Thursday, 14 July 2016

Indradanush plan for bank

INDRADHANUSH PLAN

Background
 The Public Sector Banks (PSBs) play a vital role in India’s economy. In the past few years, because of a variety of legacy issues including the delay caused in various approvals as well as land acquisition etc., and also because of low global and domestic demand, many large projects have stalled.
 Public Sector Banks which have got predominant share of infrastructure financing have been sorely affected. It has resulted in lower profitability for PSBs, mainly due to provisioning for the restructured projects as well as for gross NPAs. To revive the deteriorating state of PSBs government launched Indradhanush Plan recently.
What is Indradhanush Plan
 It is a seven pronged plan launched by Government to revamp functioning of public sector banks.
 The seven elements include
appointments
board of bureau, 
capitalization, 
de-stressing,
empowerment, 
framework of
accountability 
governance reforms
(ABCDEFG).

 Banks board of bureau will replace existing appointments board.
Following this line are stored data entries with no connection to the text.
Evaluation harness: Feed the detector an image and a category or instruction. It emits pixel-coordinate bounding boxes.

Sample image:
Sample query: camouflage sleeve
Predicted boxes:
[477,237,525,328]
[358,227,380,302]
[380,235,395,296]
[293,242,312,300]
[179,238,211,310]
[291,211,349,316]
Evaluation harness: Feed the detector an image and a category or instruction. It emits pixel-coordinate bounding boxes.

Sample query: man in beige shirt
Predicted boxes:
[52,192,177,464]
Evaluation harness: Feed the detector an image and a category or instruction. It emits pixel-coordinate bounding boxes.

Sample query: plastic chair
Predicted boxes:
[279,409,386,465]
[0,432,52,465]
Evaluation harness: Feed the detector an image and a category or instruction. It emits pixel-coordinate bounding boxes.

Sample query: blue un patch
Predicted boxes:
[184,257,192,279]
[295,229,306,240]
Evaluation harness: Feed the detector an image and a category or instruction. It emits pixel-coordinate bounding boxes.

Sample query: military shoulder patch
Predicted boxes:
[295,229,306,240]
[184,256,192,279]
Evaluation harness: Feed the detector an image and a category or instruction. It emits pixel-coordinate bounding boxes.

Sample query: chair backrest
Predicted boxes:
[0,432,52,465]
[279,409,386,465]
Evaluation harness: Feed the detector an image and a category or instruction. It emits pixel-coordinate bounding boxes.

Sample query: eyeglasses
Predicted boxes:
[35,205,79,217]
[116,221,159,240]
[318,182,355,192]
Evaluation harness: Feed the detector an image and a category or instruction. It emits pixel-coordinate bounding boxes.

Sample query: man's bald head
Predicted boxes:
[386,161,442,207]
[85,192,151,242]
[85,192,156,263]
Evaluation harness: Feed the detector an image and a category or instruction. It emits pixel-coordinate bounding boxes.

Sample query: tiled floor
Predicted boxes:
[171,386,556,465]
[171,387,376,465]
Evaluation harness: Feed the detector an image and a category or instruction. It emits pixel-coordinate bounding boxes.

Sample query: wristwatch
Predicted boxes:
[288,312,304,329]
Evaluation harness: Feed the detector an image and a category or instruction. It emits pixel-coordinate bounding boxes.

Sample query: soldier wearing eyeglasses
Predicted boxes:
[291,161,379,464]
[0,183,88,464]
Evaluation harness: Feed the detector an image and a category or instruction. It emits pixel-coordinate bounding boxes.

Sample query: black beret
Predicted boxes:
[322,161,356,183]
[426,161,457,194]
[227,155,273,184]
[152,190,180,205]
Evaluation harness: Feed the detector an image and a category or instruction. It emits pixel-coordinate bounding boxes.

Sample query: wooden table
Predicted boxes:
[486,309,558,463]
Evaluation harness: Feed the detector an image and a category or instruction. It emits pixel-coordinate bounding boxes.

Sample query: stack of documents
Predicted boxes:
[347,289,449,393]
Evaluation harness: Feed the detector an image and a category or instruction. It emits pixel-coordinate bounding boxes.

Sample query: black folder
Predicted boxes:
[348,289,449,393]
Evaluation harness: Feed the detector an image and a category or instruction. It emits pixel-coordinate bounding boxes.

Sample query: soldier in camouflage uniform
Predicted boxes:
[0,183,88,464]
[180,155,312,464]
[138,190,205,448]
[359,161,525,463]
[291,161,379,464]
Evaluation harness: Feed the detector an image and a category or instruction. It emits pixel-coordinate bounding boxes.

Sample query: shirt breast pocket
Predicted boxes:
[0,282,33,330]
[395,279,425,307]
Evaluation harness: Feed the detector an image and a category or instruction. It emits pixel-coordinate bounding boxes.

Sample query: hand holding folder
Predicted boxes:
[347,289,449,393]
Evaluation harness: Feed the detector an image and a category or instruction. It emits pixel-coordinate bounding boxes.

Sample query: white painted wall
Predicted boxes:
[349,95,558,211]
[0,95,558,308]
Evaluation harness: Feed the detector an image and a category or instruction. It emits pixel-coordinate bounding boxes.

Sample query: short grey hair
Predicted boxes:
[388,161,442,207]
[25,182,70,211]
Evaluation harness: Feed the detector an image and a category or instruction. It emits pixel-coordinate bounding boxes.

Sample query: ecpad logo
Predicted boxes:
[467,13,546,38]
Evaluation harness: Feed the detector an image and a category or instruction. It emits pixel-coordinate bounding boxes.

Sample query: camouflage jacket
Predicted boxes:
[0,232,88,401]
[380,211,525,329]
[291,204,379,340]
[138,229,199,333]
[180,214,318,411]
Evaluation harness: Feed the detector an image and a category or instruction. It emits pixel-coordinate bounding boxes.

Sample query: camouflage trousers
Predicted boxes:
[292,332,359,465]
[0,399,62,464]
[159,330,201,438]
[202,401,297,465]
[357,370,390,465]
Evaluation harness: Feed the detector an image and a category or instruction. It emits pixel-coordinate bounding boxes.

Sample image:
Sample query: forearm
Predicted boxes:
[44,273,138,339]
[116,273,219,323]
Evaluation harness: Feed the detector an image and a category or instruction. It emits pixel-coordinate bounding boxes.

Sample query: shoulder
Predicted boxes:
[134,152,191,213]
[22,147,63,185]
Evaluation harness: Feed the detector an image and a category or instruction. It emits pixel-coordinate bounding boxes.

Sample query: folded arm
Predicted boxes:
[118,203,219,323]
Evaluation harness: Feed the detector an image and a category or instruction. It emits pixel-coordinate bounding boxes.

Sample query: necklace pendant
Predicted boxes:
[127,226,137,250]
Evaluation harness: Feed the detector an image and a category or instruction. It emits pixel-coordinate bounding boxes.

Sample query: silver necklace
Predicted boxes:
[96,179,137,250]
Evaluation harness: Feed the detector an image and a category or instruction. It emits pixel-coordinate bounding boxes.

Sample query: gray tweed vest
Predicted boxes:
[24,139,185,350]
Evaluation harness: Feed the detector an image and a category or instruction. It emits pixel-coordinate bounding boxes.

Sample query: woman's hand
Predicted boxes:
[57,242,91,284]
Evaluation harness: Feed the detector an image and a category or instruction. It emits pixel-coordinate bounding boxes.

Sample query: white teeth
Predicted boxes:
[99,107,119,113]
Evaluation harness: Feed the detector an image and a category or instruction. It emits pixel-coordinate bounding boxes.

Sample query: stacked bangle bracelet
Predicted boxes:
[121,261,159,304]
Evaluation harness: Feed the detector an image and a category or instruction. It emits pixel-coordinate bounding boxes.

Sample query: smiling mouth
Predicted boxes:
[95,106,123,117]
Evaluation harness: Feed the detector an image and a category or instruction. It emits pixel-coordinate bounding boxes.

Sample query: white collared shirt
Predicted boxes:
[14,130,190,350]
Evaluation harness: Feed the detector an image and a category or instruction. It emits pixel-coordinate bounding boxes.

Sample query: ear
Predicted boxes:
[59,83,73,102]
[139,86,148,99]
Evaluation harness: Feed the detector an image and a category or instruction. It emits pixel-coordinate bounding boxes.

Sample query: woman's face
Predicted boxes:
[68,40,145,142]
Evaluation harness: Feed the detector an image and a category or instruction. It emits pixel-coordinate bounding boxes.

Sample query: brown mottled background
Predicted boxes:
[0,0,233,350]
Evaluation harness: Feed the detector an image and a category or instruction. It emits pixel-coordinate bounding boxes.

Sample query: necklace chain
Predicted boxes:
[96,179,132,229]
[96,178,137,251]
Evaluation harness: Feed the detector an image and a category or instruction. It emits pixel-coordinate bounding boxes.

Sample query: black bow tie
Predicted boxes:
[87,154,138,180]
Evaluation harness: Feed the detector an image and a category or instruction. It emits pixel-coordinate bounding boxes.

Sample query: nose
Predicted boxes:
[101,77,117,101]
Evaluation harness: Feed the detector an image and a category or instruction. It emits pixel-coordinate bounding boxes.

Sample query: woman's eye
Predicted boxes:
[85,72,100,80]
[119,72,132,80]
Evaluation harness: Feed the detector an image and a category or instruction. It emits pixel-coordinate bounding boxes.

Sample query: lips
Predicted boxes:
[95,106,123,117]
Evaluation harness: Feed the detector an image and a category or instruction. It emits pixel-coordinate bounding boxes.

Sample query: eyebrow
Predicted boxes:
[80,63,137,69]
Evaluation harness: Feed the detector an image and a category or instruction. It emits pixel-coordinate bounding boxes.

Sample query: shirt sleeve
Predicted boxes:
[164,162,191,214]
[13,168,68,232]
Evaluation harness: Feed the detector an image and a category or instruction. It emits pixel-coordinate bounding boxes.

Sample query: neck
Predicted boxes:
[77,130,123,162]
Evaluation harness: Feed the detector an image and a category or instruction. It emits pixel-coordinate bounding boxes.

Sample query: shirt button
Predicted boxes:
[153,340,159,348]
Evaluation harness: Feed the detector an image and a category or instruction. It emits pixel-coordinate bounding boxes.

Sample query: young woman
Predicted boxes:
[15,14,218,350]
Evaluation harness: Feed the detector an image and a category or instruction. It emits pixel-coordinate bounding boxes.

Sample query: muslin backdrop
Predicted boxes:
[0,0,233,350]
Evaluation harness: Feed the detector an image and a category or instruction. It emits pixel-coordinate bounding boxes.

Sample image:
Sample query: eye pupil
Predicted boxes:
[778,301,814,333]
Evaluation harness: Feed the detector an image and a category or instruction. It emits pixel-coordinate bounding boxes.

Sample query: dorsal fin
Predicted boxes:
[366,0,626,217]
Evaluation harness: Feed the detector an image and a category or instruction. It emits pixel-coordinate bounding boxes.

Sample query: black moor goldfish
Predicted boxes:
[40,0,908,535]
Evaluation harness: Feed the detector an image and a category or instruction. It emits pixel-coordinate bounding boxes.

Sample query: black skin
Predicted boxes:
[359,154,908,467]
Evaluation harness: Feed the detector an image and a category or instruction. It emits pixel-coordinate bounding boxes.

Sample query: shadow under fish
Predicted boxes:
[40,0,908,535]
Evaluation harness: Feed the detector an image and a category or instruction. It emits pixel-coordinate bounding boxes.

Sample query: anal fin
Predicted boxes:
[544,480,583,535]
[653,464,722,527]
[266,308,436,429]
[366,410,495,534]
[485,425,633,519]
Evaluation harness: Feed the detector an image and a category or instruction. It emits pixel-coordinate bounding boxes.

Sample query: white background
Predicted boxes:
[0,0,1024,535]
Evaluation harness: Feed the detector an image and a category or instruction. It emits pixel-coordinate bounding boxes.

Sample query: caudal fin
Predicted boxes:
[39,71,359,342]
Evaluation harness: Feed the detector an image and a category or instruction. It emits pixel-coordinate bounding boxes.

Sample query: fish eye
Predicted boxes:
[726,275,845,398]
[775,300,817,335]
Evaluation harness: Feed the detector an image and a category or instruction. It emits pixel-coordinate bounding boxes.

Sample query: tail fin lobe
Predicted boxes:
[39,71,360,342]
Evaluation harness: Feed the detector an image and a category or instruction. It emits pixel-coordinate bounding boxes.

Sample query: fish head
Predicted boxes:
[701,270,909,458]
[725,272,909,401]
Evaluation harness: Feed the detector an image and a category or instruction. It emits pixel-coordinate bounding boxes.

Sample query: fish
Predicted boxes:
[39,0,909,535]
Its members would be
appointed in the next six months to be headed by the RBI governor.
 Banks board bureau would also hold bad assets of public sector banks
 The bureau will comprise a chairman and six members, of which three will be from the
government. The remaining three will be professionals from banking and other sectors.
 The bureau will help in the eventual transition to a bank holding company.
 It is an attempt to separate the functioning of the banks from the government by creating
another entity in the middle to act as a link between the two.
 The government has also finalized a new way of monitoring state-run banks. They will be
given marks based on quantitative parameters like NPA management, return on capital,growth and diversification of business and financial inclusion, and qualitative parameters like human resources initiatives and strategic steps taken to improve asset quality.

Challenges
 Indradhanush framework talks about the government putting in Rs 70,000 crore into these banks over the next four years but The PJ Nayak committee report released in May 2014 estimated that between January 2014 and March 2018 "public sector banks would need Rs. 5.87 lakh crores of tier-I capital. So, the government is not investing as much as the public sector banks really need to get out of the current situation that they are in.
 Non-reference to disinvestment.
 Lack of a concrete plan to tackle NPAs.
 Many measures that the government has listed out as a part of the Indradhanush framework have
already been around for a while now, having been put in place by the Reserve Bank of India
 Implementation method of the issue of govt: interference as mentioned in the policy,
 The Nayak Committee had proposed a BBB comprising entirely of senior bankers. Under Indradhanush, the government will be represented on the BBB.
 Experts believe that the real reform is for the government to vest the ownership of all the banks in a single holding company, whose board comprises professionals of integrity. It can select PSB boards and oversee their working.